Il viceministro dello Sviluppo economico, Mario Ciaccia, ha proposto l’esenzione dall’Iva degli investimenti infrastrutturali “per i quali sia accertato, dal punto di vista tecnico, che non sono sostenibili per un piano economico e finanziario con l’attuale gravame di Iva”. L’entusiasmo degli operatori è fuoriluogo per almeno due ragioni. Primo: non si farà. Secondo: se lo si facesse, sarebbe sbagliato.
Cominciamo col tagliare la testa al toro. Dalla tribuna del meeting di Rimini, Ciaccia ha chiarito:
Penso a una sterilizzazione totale dell’Iva con un impatto di 5-6 punti di Pil e la creazione di centinaia di posti di lavoro.
Promettere costa poco, ma mantenere costa eccome. Prevedere – se interpreto bene le parole di Ciaccia – un onere per le finanze pubbliche di 5-6 punti di Pil significa avere in testa una cifra dell’ordine degli 80-100 miliardi di euro, che andrebbe confrontata con l’intero gettito 2011 delle imposte indirette pari a 222 miliardi di euro.
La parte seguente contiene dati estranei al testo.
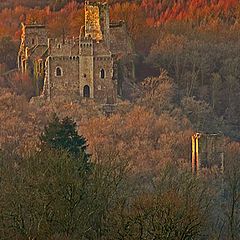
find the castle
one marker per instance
(92, 66)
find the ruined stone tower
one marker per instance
(80, 68)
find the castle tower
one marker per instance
(86, 68)
(33, 35)
(97, 21)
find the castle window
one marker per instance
(58, 72)
(102, 74)
(86, 91)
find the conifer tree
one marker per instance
(62, 135)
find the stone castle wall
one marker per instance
(66, 85)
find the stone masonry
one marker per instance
(80, 68)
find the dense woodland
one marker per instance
(70, 172)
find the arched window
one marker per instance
(59, 72)
(102, 74)
(86, 91)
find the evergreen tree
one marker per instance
(62, 135)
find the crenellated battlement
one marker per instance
(60, 47)
(76, 68)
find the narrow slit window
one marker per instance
(59, 72)
(102, 73)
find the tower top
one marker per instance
(93, 13)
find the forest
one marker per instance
(67, 171)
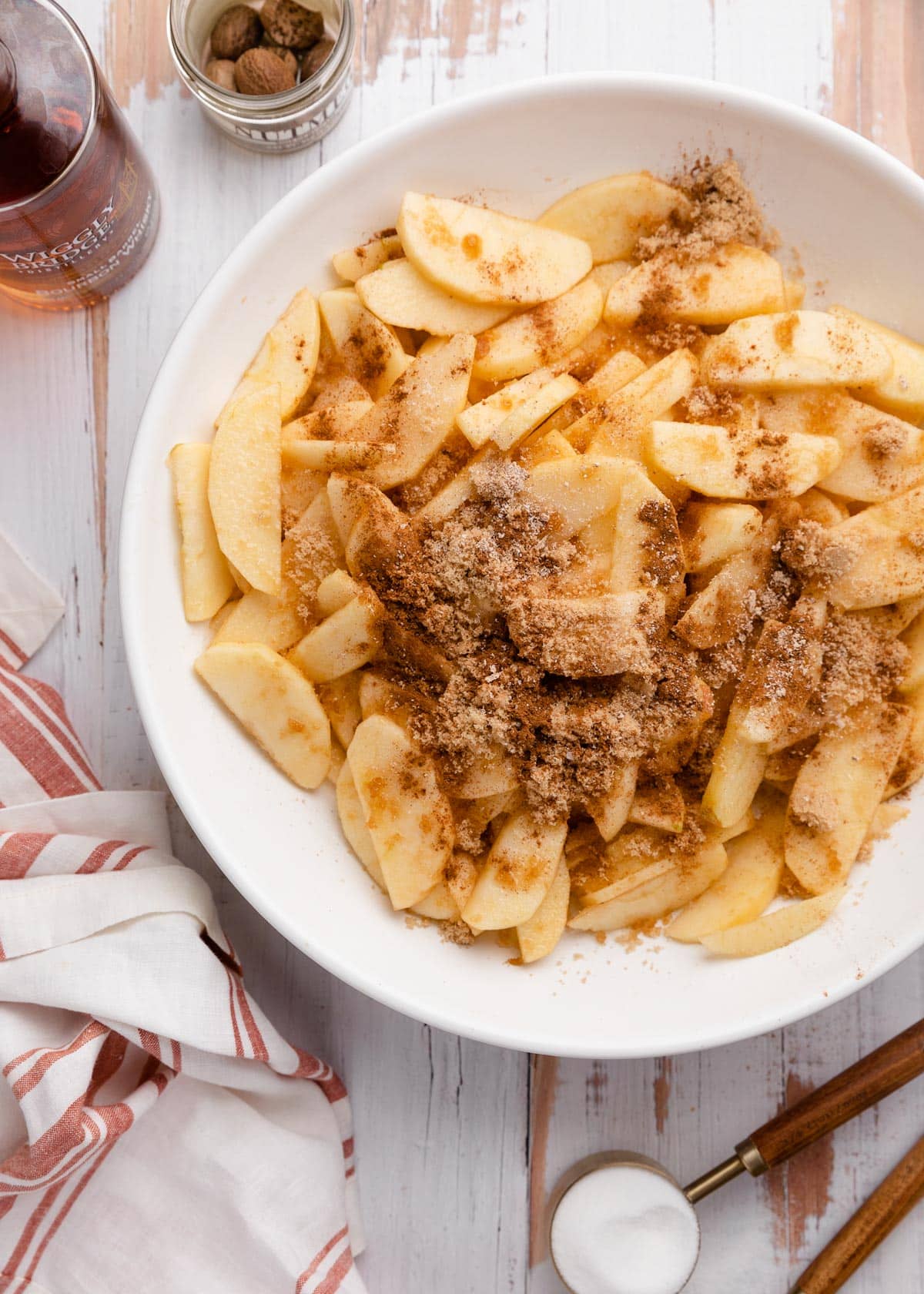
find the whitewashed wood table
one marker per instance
(458, 1143)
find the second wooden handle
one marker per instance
(842, 1098)
(892, 1200)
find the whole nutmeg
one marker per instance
(259, 72)
(316, 57)
(222, 72)
(291, 25)
(237, 30)
(285, 55)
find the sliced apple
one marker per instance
(777, 930)
(367, 347)
(882, 454)
(619, 424)
(287, 357)
(517, 873)
(604, 380)
(646, 544)
(352, 263)
(732, 283)
(259, 618)
(720, 611)
(539, 934)
(745, 890)
(439, 905)
(887, 542)
(579, 489)
(353, 823)
(333, 422)
(347, 639)
(483, 255)
(243, 487)
(838, 791)
(724, 462)
(738, 769)
(340, 700)
(418, 413)
(611, 810)
(656, 896)
(540, 335)
(482, 420)
(658, 803)
(515, 413)
(408, 816)
(611, 215)
(275, 703)
(713, 532)
(602, 635)
(902, 391)
(400, 295)
(311, 550)
(207, 582)
(334, 456)
(800, 348)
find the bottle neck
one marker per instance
(7, 82)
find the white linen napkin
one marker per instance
(157, 1134)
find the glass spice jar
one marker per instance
(78, 202)
(267, 123)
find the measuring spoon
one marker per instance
(614, 1204)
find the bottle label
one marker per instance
(68, 251)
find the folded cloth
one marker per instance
(157, 1134)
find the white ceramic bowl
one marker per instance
(857, 218)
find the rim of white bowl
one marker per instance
(129, 592)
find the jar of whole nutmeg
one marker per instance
(275, 75)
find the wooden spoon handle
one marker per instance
(840, 1099)
(895, 1197)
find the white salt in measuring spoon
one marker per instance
(621, 1225)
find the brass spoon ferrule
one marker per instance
(747, 1158)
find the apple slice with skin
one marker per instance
(243, 487)
(287, 357)
(207, 582)
(800, 348)
(539, 337)
(483, 255)
(418, 413)
(408, 816)
(732, 283)
(612, 214)
(517, 873)
(539, 934)
(400, 295)
(275, 703)
(368, 348)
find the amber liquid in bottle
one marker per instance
(78, 201)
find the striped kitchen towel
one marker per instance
(157, 1134)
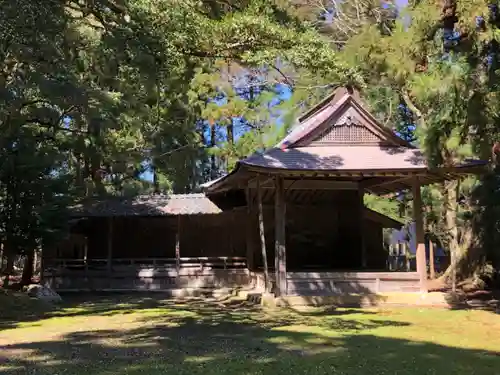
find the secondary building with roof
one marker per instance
(290, 220)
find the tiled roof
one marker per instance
(151, 205)
(342, 158)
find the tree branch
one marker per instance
(410, 104)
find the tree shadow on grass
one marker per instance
(200, 337)
(23, 309)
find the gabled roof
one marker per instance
(384, 220)
(340, 136)
(147, 205)
(344, 114)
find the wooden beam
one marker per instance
(280, 237)
(262, 238)
(310, 184)
(372, 184)
(420, 236)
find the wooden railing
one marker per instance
(183, 262)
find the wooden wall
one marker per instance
(318, 236)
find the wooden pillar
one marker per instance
(419, 235)
(431, 260)
(249, 231)
(85, 255)
(262, 238)
(362, 227)
(280, 237)
(178, 246)
(110, 244)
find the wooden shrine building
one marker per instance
(296, 210)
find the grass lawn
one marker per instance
(140, 335)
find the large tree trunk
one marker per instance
(27, 276)
(213, 161)
(9, 268)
Peraltro, non è chiaro da dove salti fuori la stima dei 5-6 punti di Pil (l’Italia è un paese dove a un ministro o viceministro è consentito sparare numeri a casaccio senza che nessuno gliene chieda conto). A occhio pare sovradimensionata comunque la si guardi. Per dare un riferimento, l’intero comparto autostradale ha generato, nel 2011, introiti da pedaggio per poco meno di 7 miliardi di euro. Comunque, prendiamola pure per buona: 7 o 70 miliardi di euro che siano, poco cambia.
Infatti, pensare di ricavare una cifra tanto alta tra le pieghe del bilancio è assolutamente irrealistico, a meno che non si accompagni la proposta con un lungo elenco di tagli che si intendono effettuare. Poiché il viceministro Ciaccia non si è distinto, negli ultimi mesi, per il suo attivismo nell’individuare rami secchi da segare, come minimo è lecito un po’ di scetticismo.
Questo basterebbe a chiudere la discussione ma c’è un aspetto più importante. Da un lato, non credo che – ammesso sia possibile trovare 100 miliardi di euro – destinarli al settore infrastrutturale sia la cosa giusta da fare. Ridurre imposte distorsive che gravano sull’intera economia, come l’Irap, è probabilmente più urgente (l’Irap vale una trentina di miliardi). Dall’altro, siamo sicuri che – se l’obiettivo è avere più infrastrutture – l’introduzione dell’ennesimo regime fiscale speciale sia la cosa giusta da fare?
Non c’è dubbio che più investimenti infrastrutturali sarebbero necessari al paese, la cui insufficiente dotazione infrastrutturale è una delle cause (non l’unica e probabilmente non la più importante) della bassa competitività.
In ordine crescente di importanza:
1) Non è chiaro cosa intenda Ciaccia quando dice che la defiscalizzazione sarebbe riservata alle opere “che non sono sostenibili per un piano economico e finanziario”. Significa che gli investimenti di per sé sostenibili non ne godrebbero? E che, dunque, le “cattive” infrastrutture diventerebbero relativamente più convenienti rispetto a quelle “buone”? Più cattedrali nel deserto per tutti!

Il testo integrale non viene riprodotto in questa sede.